Hendrix remit son pull en place, ses yeux ancrés dans ceux de Dallas.
Puis, tâchant de se concentrer sur autre chose, il dit :
- Ce n'est pas vous, soit ! Dès lors tout me conduit à penser que l'homme qui m'a pris en stop, et que vous recherchez activement, m'a lui même fait subir ce traitement, je ne sais pas trop comment, peut-être m'a-t-il drogué. En tout cas, j'ai maintenant moi aussi une forte envie et une raison sérieuse de lui mettre la main dessus. Je veux en savoir un peu plus, j'ai l'impression qu'il m'a trituré l'inconscient, et qu'il couvait de vilaines intentions à mon égard. J'imagine que vous avez dû visiter la salle de bains de l'appartement où nous nous sommes rencontrés, que vous avez pu y constater la présence de traces de sang, les canalisations de la baignoire bouchées, et aussi l'oreille humaine abandonnée sous l'évier. Un nouvel élément m'indique que c'est lui qui a joué à l'apprenti boucher dans cette pièce. Quand il m'a invité à son bord à la sortie d'Amiens, je suis certain qu'il en venait, il avait même les clefs de l'appartement avec lui. Ce qui me chiffonne par contre c'est que, puisque vous surveilliez les alentours immédiats comment vous avez fait pour le rater ? Et puis d'abord quand et comment êtes vous arrivées jusqu'à la planque ? Il va falloir m'en dire un peu plus sur notre bonhomme, sur vous et vos intentions.
- Hé, mon pote, on se calme. Tu n'as pas à savoir qui nous sommes ni connaître nos intentions. Tu sais déjà qui nous recherchons, son nom : Federico de Barataki. Tu n'as pas à en savoir plus. Mais comme de toute façon tu ne verras pas d'autres demains, je peux t'expliquer comment nous sommes arrivées jusqu'à l'appartement… Hum ! donc l'homme dont nous parlons est un ancien grand patron, un profiteur délocalisateur avec du sang d'ouvrier sur les mains. Au moment où nous décidons de lui mettre le grappin dessus, pfuit ! il disparaît dans la nature. Il brade ses sociétés et nous n'en entendons plus parler. Il y a quelques mois nous apprenons, qu'il a changé de vie, de nom et qu'il est fort probable qu'il dirige dans l'ombre une sorte de mafia de routiers, un système très opaque avec des ramifications en Allemagne, en Italie, et dans certains pays de l'Est. Pas moyen de le localiser pour autant, nous ne savons pas où il vit, et ne savons pas grand chose de l'Organisation. Nous décidons donc de surveiller le milieu routier, et nous prenons la route à bord de notre camion de toilettage. Puis notre longue enquête sinueuse finit par nous mener à suivre un livreur de la Lastkraftwagen Traviati (c'est le nom de leur organisation), qui déposera les cartons là où tu sais. Nous décidons alors de surveiller l'endroit dans l'espoir de tomber sur Federico, ou en tout cas d'établir un lien avec lui, même indirect. Surtout que des rumeurs évoquaient la présence du big boss dans le secteur. Il nous fallait essayer. Voilà où nous en sommes. Pas fameux hein ?

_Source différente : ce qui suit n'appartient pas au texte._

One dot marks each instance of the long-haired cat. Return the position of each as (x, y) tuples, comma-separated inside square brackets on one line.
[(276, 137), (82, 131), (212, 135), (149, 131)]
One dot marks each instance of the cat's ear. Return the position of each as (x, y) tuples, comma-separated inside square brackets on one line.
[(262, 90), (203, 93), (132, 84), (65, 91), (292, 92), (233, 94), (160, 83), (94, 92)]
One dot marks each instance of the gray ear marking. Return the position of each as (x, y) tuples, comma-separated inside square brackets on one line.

- Il a dû quitter les lieux un peu avant votre arrivée. Vous vous êtes ratés de peu. Finalement vous avez eu le nez fin, directement sur sa piste encore fraîche, bravo ! Et maintenant je comprends mieux pourquoi mon témoignage à dû être capital pour vous. Vous avanciez dans la semoule sans savoir vous diriger, et j'ai planté un amer, un petit drapeau pour que vous puissiez vous repérer. Ce n'est pas rien ! Alors, je vous propose un marché. Notre homme peut s'avérer dangereux. Je ne sais pas ce qu'il manigance, mais il m'a l'air bien parti pour, quand je l'ai croisé sur la route j'ai cru par moments déceler des éclairs de folie dans ses yeux. Nous devons continuer ensemble. Je remplacerai votre copine Buffy. Conjuguons nos talents. À trois nous serons plus efficaces pour faire payer ce salaud ! Et puis les filles n'allez pas me faire croire que vous avez réellement décidé de me flinguer ce soir. Car je sais qui vous êtes : des Zarofettes ! Vous suivez une éthique, sinusoïdale certes, mais une éthique quand même…

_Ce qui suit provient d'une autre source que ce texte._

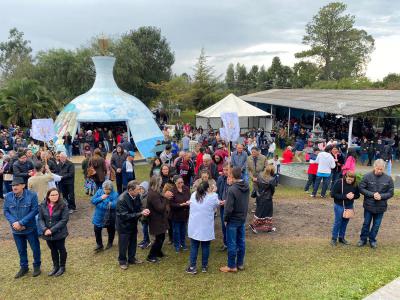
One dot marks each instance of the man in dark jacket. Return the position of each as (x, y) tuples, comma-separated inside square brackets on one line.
[(22, 167), (377, 189), (235, 213), (222, 191), (129, 210), (66, 170), (20, 209)]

Hendrix n'aurait pas dû fanfaronner ainsi, ni prononcer ce mot. Sans cette allusion aux Zarofettes, il aurait vraiment pu les convaincre de marcher avec lui, elles étaient entraînées pour mieux fonctionner en trio qu'en binôme, et l'absence de Buffy les handicapait fortement. Mais pour le coup, il ne réussit qu'a exciter Miami Vice, la conforter dans son rôle de vilaine fée aux dreadlocks qui maîtrisait la situation.
- J'comprends pas pourquoi tu nous traites de majorettes, mais n'sois pas si certain qu'on n'te dessoude pas pour finir !
Alors sa main disparut sous la table, et Hendrix pu sentir le canon rigide d'une arme à feu contre son sexe mou.
- Tu bandes moins pour ma copine à présent, lui dit-elle en appuyant entre ses jambes, encore un peu plus, avec son arme. Un conseil, n'fais pas trop le malin. On n'fera pas équipe ! T'entends ! La prochienne fois je n'te loupe pas mon pote. Allez, profite bien du spectacle… et de ta partenaire d'extase.
Et elle se leva.
Elle sortit de l'Eldorado pour se réapprovisionner en Skognac au camion. Sur scène un Slameur débitait sur son ex dans un phrasé Hip-hop chaloupé. Dallas et Hendrix se retrouvèrent seuls autour de la table arrondie pleine lune. Ils semblaient tétanisés, crispés en pleine montée, en haut de l'Escalator qui les amène à présent au rayon Attendons que ça passe, avant de poursuivre béatement la visite, dans la bonne humeur, aux grands magasins MDMA.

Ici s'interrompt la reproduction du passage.